I too had a
planned trajectory.like one should. like everyone else had. School, college,
job - that was it. I enrolled into a professional course as it meant job assurance
and straight out of college I took up a job. I was playing by the rules and not
wasting time. I was the early bird and I had a worm but once I had it, I didn't
know what to do with it. Still, I held on to it. They said Bombay was the place
to be if you were in television and so I went. I trudged on and perhaps would
have continued had it not been for some bitter experiences of my twenties.

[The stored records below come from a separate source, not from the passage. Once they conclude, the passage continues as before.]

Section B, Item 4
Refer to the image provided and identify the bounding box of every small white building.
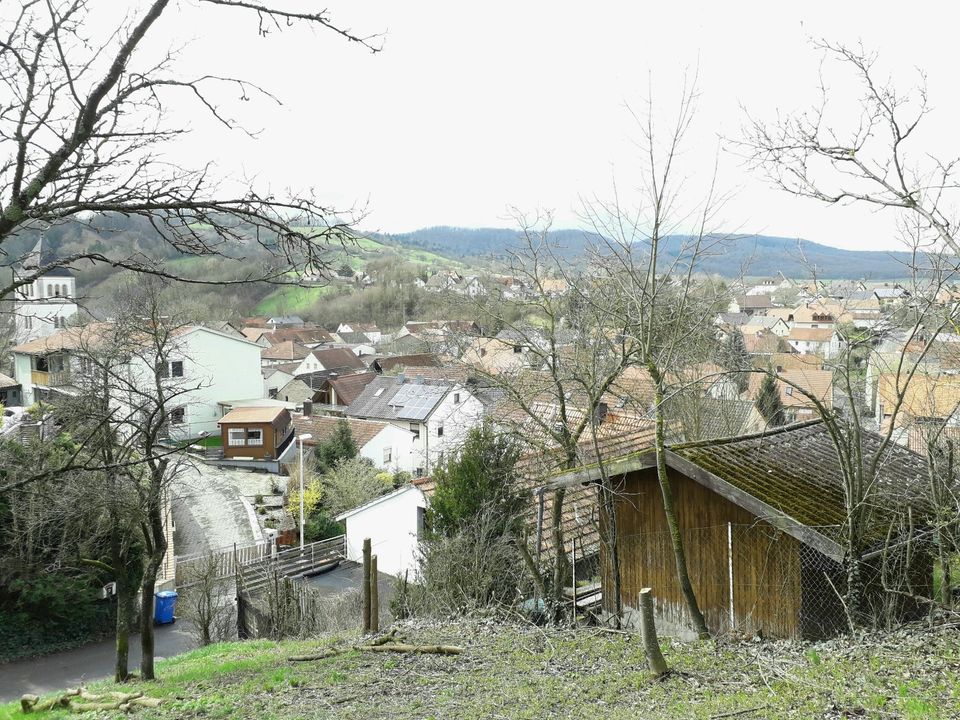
[336,481,430,577]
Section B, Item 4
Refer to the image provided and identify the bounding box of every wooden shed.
[218,406,293,460]
[551,421,933,639]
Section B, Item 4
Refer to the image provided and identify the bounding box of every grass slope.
[2,620,957,719]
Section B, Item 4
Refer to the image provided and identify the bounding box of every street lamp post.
[297,433,312,547]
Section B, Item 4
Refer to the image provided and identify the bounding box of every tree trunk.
[600,477,623,628]
[639,588,669,677]
[652,373,711,639]
[115,586,135,683]
[139,488,167,681]
[549,487,569,622]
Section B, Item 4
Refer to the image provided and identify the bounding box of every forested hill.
[377,226,919,279]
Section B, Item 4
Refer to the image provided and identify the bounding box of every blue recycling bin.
[154,590,178,625]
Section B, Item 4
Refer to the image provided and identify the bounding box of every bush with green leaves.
[313,419,358,474]
[426,423,524,538]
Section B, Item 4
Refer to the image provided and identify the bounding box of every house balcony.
[31,370,71,387]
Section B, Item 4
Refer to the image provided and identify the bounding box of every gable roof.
[310,347,365,371]
[788,327,835,343]
[347,375,453,421]
[747,368,834,410]
[550,421,929,561]
[265,327,335,345]
[376,354,441,372]
[324,371,378,405]
[261,340,311,361]
[735,295,774,309]
[291,414,392,449]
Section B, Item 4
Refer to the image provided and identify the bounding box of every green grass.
[253,284,341,316]
[3,621,958,719]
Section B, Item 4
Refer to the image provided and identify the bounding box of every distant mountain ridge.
[376,226,918,280]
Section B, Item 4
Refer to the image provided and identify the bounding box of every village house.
[265,315,305,329]
[292,413,418,474]
[746,367,833,422]
[741,315,790,337]
[460,337,533,376]
[11,323,264,440]
[728,295,774,316]
[12,237,79,344]
[337,323,382,343]
[218,406,294,462]
[289,347,365,377]
[346,374,484,476]
[786,327,842,357]
[262,366,296,399]
[260,340,311,368]
[312,371,378,408]
[550,421,933,639]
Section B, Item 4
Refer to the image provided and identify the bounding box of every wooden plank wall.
[602,467,802,638]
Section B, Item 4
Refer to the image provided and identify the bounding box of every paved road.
[172,462,276,556]
[0,622,195,703]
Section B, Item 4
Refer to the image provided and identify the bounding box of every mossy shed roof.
[550,420,931,560]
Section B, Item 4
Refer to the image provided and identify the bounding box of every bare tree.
[0,0,379,299]
[742,42,960,621]
[465,214,639,623]
[582,74,730,638]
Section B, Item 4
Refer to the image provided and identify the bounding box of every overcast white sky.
[152,1,960,250]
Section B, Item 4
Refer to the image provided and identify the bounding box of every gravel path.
[171,462,277,556]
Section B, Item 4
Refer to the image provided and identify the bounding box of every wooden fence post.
[362,538,372,634]
[639,588,669,677]
[370,555,380,634]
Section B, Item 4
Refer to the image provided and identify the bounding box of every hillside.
[2,620,956,719]
[378,227,919,279]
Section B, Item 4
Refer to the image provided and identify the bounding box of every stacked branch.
[20,688,161,713]
[289,629,464,662]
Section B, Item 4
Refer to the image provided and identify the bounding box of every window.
[513,345,522,353]
[416,507,426,536]
[453,393,461,404]
[383,447,392,464]
[169,407,185,425]
[785,386,793,396]
[246,428,263,446]
[415,467,424,478]
[268,388,278,399]
[171,360,184,378]
[410,422,420,440]
[436,423,444,437]
[228,428,246,446]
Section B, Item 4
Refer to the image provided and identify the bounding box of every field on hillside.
[3,619,957,720]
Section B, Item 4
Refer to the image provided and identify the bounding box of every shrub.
[320,456,392,517]
[399,504,526,617]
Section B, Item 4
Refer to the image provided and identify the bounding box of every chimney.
[303,401,313,417]
[415,375,424,385]
[594,402,609,425]
[397,372,405,384]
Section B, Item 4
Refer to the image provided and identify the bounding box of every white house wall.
[359,425,418,474]
[342,486,426,577]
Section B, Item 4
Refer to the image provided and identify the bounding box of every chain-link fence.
[606,523,939,640]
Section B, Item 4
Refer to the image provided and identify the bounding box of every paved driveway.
[0,622,195,703]
[172,462,278,556]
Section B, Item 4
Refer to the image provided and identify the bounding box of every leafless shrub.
[177,553,235,647]
[401,505,527,618]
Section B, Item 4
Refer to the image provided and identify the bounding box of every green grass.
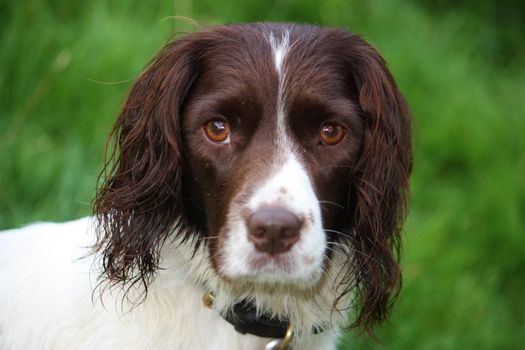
[1,1,524,349]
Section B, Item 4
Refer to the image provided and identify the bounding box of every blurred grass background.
[1,0,524,349]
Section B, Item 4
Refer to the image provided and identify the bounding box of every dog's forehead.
[191,26,348,116]
[197,26,346,94]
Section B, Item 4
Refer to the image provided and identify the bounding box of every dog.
[0,23,412,350]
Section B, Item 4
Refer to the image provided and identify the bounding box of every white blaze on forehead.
[268,30,290,79]
[268,31,291,146]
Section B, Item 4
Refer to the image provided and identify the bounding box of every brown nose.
[247,207,302,255]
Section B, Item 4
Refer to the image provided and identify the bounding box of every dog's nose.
[247,207,302,255]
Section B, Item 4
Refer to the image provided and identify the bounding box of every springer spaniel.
[0,23,412,350]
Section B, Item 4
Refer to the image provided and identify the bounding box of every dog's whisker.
[324,229,359,244]
[197,235,220,242]
[318,200,346,210]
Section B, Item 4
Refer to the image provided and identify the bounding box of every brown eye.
[203,118,231,144]
[319,123,346,145]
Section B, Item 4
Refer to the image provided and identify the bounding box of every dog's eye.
[203,118,231,144]
[319,123,346,145]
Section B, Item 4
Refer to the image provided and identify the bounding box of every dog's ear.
[342,35,413,332]
[93,36,201,292]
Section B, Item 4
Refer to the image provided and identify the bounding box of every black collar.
[204,295,325,339]
[224,299,290,338]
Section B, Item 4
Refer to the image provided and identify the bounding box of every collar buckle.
[265,323,293,350]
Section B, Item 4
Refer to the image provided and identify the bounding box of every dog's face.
[181,30,363,286]
[94,23,412,330]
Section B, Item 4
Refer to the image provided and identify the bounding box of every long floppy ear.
[343,36,413,332]
[93,36,200,293]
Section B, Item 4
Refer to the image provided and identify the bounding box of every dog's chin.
[217,253,325,290]
[219,275,324,296]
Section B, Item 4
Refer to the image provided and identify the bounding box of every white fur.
[0,218,347,349]
[268,31,289,81]
[268,30,291,146]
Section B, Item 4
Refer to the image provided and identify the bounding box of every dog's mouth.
[214,227,327,288]
[215,263,325,293]
[249,253,293,272]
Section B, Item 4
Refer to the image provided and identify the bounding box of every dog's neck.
[156,236,352,336]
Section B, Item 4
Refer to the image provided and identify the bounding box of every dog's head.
[94,23,412,331]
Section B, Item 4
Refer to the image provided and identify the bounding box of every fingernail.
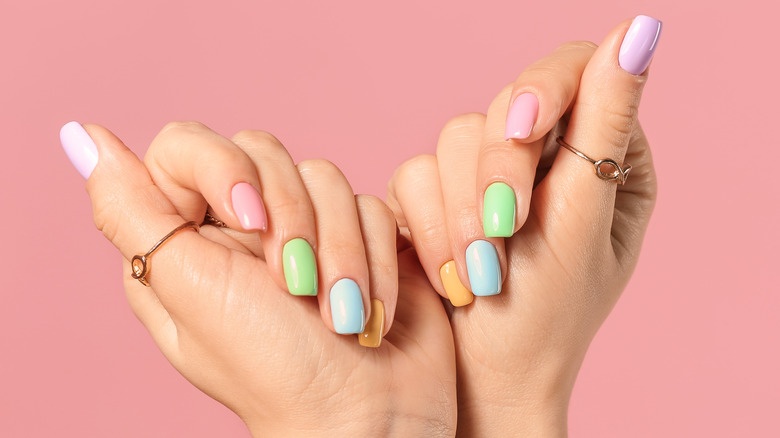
[231,182,268,231]
[60,121,98,179]
[465,240,501,296]
[358,299,384,348]
[483,182,516,237]
[330,279,366,334]
[440,261,473,307]
[504,93,539,140]
[619,15,663,75]
[282,238,318,296]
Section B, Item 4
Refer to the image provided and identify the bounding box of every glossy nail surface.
[282,238,318,296]
[358,299,384,348]
[483,182,516,237]
[231,182,267,231]
[330,279,365,334]
[466,240,501,296]
[440,261,473,307]
[619,15,662,75]
[505,93,539,140]
[60,121,98,179]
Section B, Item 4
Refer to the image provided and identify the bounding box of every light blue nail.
[466,240,501,296]
[329,279,366,334]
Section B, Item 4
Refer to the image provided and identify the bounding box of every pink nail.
[60,121,98,179]
[504,93,539,140]
[231,182,267,231]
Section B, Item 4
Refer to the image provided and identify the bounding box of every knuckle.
[440,112,486,136]
[412,220,449,254]
[271,194,312,215]
[391,154,437,190]
[355,194,396,229]
[297,158,342,178]
[318,241,364,262]
[557,40,598,53]
[159,120,206,138]
[231,129,282,148]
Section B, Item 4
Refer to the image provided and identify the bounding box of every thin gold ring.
[556,137,632,184]
[130,221,200,287]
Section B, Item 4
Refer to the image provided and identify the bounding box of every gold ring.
[556,137,632,184]
[131,221,200,287]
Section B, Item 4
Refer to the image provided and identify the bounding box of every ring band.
[556,137,632,184]
[131,221,200,287]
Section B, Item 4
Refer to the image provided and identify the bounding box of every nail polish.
[483,182,516,238]
[330,279,366,334]
[231,182,267,231]
[282,238,318,296]
[465,240,501,296]
[440,261,473,307]
[505,93,539,140]
[618,15,663,75]
[60,121,98,179]
[358,299,384,348]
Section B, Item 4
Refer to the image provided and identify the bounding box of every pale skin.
[76,18,656,437]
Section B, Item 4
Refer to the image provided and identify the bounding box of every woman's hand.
[387,16,661,436]
[61,122,457,436]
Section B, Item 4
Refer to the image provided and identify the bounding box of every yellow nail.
[440,261,473,307]
[358,299,385,348]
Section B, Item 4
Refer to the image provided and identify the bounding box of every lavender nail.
[60,121,98,179]
[618,15,663,75]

Thinking back, I often question the
straight-jacketed approach that was ingrained into me. No doubt, it was the
easier approach. It was easier to put on an existing tag than to create one of
my own.
In my formative years, I studied in
a convent. Moral science was a must and for a child whose household assigned no
particular value to religion or rituals, moral science classes, replete with
their stories of good vs. evil, right vs. wrong were fascinating, to say the
least. Outside of the class, sermons delivered by the nuns and the beautiful
serene chapel within the school compound stirred in me a belief that remained
unshaken almost till the end of my teens. It never occurred to me to question
the message that was being delivered via those terse sermons and stories. Never
did I think of questioning their version of right and wrong or good and evil, I
simply accepted. I accepted the definitions that were put in front of me. I
accepted that if I wasn't the early bird there would be no worms for me. I never took a moment to think if I wanted a
worm in the first place.
Perhaps, I was an inhibited and
gullible child but perhaps, my school was a microcosm of the belief system that
our society perpetuates. Labelling and conditioning
of choice or choices is central to almost every society’s functioning. It is an
unease of not knowing, of not being able to neatly box/ contain /put a name to
an entity that creates an urgency to assign labels. Labelling possibly facilitates
a smoother system of functioning in totality but what bearing does it have or
hold on a subjective individual level?
Looking at my immediate circle of
friends and acquaintances I find a number of us, including myself are looking
at career changes. Banker turned artist, engineer turned musician there are many of
us. Some managed to shed their labels earlier while the rest of us are still
trying to figure our way out. There are also those who are effectively paddling
both the boats, a job they do and a career they want. Most of us grew up in the
90s when choices were limited but there was also a limitation on our thinking
outside the norm.
The ‘boxing’ syndrome is not
limited to career and life choices. Be it religion, class, caste, region, gender roles, sexual orientation and all
other categories that accompany a diverse society such as ours, the syndrome is
ubiquitous. There are floaters who bother the complacency of routine from time
to time but they keep to the fringes. Events of the recent past where states of
a country have demanded and in some cases coerced a forced exodus of its
citizens are further indicative of how the institutional setups use
homogenization as a political tool.
Perhaps, heterogeneity is
a myth propagated through anthems and advertisements.